Quite simply, the future is not here, even though we can create as many illusions about it as we’d like. The past is already over. We have to deal with things as they are in the moment. So, it’s most effective to deal with them if you don’t perpetrate illusions on yourself about the nature of your experience, and then fall into wishful thinking or ambition that drives you to create more harm than good.

When we delude ourselves about the true nature of our experience, we not only harm other people. We also harm ourselves, because we don’t befriend certain elements of who we are, of our basic connection to others and to our environment. That’s very sad and very unsatisfying. Healing and transformation are possible the moment we accept the actuality of things as they are—good, bad, or ugly—and then act on that understanding with imagination, kindness, and intentionality. This is not easy or painless, by any means, but it is both an embodiment of and a path toward wisdom and peace.

In this regard, we are trying to create a way of speaking about mindfulness as a practice, a way of being, and also as the culmination of the practice in any given moment that is so commonsensical that people will say, “Of course, that makes sense.
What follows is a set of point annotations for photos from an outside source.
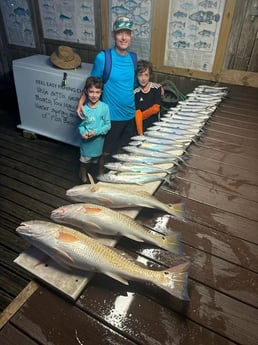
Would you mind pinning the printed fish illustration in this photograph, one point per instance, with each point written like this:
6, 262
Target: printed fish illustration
131, 178
204, 17
113, 197
180, 14
20, 11
178, 34
208, 4
206, 33
181, 44
95, 219
73, 249
202, 45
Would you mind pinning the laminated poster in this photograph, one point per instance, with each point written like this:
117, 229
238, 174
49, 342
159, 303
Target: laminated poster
18, 23
192, 33
68, 20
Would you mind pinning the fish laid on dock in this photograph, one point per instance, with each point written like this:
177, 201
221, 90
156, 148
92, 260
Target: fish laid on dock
73, 249
94, 219
111, 196
132, 178
133, 167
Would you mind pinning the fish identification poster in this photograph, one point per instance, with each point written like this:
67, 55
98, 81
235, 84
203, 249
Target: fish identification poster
192, 33
18, 23
70, 21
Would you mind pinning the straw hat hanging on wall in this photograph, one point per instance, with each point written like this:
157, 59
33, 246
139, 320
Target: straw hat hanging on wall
64, 57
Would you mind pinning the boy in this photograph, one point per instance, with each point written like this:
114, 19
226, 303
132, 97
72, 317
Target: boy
147, 98
94, 126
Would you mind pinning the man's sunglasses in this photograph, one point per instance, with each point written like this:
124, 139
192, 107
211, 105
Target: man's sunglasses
121, 24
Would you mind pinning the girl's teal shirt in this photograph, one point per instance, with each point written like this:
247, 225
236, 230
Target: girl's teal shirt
97, 120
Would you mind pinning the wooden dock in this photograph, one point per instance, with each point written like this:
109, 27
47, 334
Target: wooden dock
219, 186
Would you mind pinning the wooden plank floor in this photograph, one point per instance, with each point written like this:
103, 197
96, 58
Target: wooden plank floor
219, 185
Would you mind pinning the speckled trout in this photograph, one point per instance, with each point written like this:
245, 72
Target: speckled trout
96, 219
115, 197
132, 177
73, 249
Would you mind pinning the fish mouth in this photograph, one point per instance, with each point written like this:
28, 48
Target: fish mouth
23, 228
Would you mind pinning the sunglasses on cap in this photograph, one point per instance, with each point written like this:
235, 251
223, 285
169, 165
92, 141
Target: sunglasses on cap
121, 24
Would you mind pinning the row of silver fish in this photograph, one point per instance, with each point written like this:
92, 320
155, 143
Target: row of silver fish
177, 129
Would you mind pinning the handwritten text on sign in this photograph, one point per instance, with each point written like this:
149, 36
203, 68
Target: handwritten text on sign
57, 103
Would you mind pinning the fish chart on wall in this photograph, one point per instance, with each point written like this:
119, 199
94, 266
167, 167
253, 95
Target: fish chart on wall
71, 21
192, 33
18, 23
140, 12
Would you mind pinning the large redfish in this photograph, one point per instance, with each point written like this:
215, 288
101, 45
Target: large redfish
96, 219
73, 249
116, 197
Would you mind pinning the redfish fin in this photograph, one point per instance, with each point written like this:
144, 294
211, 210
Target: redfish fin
177, 210
117, 277
178, 281
174, 243
92, 182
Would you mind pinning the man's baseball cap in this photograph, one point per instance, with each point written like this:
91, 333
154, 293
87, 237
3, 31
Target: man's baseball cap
122, 23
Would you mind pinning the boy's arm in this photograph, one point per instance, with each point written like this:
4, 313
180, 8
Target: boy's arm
154, 109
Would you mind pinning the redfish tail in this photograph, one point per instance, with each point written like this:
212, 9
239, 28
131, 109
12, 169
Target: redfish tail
174, 243
177, 210
177, 281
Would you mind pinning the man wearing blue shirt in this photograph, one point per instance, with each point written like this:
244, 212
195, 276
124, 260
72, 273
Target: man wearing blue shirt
118, 91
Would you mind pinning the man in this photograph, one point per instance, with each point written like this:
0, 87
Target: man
118, 91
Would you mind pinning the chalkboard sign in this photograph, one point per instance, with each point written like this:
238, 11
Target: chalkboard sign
47, 105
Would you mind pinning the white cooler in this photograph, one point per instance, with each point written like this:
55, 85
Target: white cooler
47, 106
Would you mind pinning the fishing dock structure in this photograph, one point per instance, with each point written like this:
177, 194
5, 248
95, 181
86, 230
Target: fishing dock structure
219, 188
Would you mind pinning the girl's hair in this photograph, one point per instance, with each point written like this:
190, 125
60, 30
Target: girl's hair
143, 65
93, 81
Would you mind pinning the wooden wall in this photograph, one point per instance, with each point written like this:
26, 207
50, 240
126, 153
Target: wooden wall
236, 57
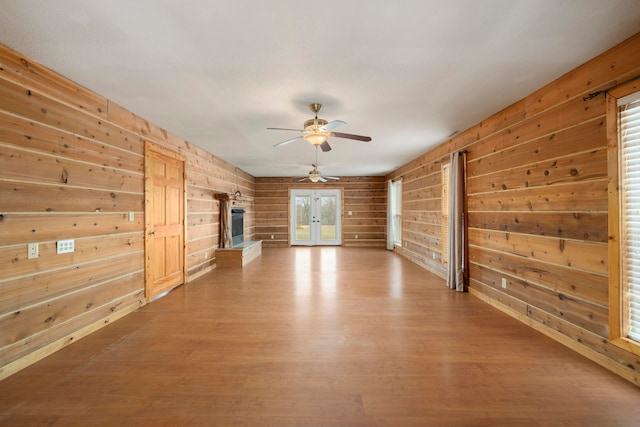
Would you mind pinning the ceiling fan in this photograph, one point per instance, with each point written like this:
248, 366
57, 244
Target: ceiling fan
315, 175
318, 131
It makes sense to be in the present moment, to be a little less judgmental or at least be aware of how judgmental I am. Why didn’t I notice this earlier? It’s so obvious.”

Who can we rely on to do the work of bringing this message to more people?
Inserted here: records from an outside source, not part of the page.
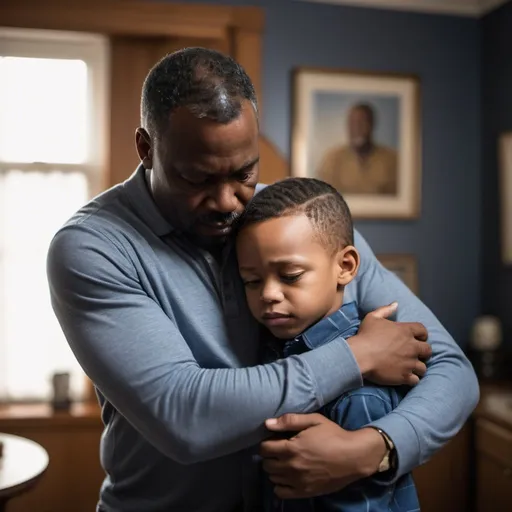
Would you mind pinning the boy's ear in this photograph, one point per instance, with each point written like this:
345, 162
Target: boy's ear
348, 264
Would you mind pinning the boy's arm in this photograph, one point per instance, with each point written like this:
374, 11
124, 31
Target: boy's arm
436, 409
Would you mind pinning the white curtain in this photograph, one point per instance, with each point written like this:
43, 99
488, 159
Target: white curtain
33, 205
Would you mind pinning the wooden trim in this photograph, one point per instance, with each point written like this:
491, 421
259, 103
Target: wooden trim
42, 415
133, 17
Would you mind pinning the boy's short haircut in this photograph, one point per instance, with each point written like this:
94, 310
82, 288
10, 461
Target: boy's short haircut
320, 202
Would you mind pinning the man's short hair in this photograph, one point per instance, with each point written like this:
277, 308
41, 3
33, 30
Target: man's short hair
323, 205
368, 110
208, 83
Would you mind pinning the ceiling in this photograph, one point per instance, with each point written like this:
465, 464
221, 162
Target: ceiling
471, 8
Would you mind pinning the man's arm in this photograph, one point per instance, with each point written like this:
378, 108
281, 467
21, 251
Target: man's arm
437, 408
139, 361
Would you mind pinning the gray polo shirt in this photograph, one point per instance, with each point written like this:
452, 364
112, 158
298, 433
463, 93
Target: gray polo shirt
164, 333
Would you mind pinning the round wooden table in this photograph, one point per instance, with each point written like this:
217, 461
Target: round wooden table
21, 465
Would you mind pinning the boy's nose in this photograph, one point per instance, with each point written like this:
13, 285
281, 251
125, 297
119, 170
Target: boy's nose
271, 292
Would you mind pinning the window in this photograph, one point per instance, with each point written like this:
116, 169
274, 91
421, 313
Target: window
52, 145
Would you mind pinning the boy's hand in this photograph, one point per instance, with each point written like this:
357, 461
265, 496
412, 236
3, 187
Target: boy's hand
321, 458
390, 353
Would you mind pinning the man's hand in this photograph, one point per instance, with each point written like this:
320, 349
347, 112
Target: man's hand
390, 353
320, 459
This is a huge challenge, given how imprisoned we are and how blinded by our own conditioning. It would be great if the Dalai Lama could do it all by himself, but there simply isn’t enough of him and the other great teachers to go around. Plus, not everybody can hear it in the language of the traditional meditation vehicles. So perhaps we need many highly dedicated and skillful meditation teachers, steeped in their own practice, to fulfill the need that’s waiting out there. There’s so much suffering in the world. Who are we not to respond to it in some way? That is why a lot of our efforts in MBSR go into professional training, toward developing a whole new generation of people deeply grounded in this universal dharma expression and committed to bringing it into the world in various ways as a skillful means for healing and transformation at a time that the world is crying out for kindness and wisdom.

What’s required to teach mindfulness other than a good human heart?

If we are teaching mindfulness in one setting or another, it really needs to be grounded in our own first-person experience. It needs to be grounded in humility and not-knowing, an openness to possibility but also a deep seeing into self and other. Since it’s available to all of us, it’s not really such a big deal or a special private possession.

Of course, some people will take mindfulness and other practices and put their own stamp on them. Some people are going to make a big campaign out of it without really understanding the depth of it, or understanding mindfulness only in a partial way. The inevitable possibility that some people may approach or exploit these teachings and practices in misguided ways is part of the price of the success of bringing mindfulness into the larger culture.

One of the big responsibilities of those of us who are doing this work is to nurture and mentor the younger people and those who are coming to it for the first time. We can remind them, or clarify for them, that it is not just a fad or merely a smart career move at the moment to become a mindfulness teacher or exponent. The value of mindfulness is both profound and unique. It calls us to take a deep look into the nature of experience itself, and the nature of our own minds and hearts. This is a kind of scientific inquiry, since the mind is really a huge mystery from the scientific point of view.

All of this work hinges on appreciating how awareness can balance thought. There’s nothing wrong with thinking. So much that is beautiful comes out of thinking and out of our emotions. But if our thinking is not balanced with awareness, we can end up deluded, perpetually lost in thought, and out of our minds just when we need them the most.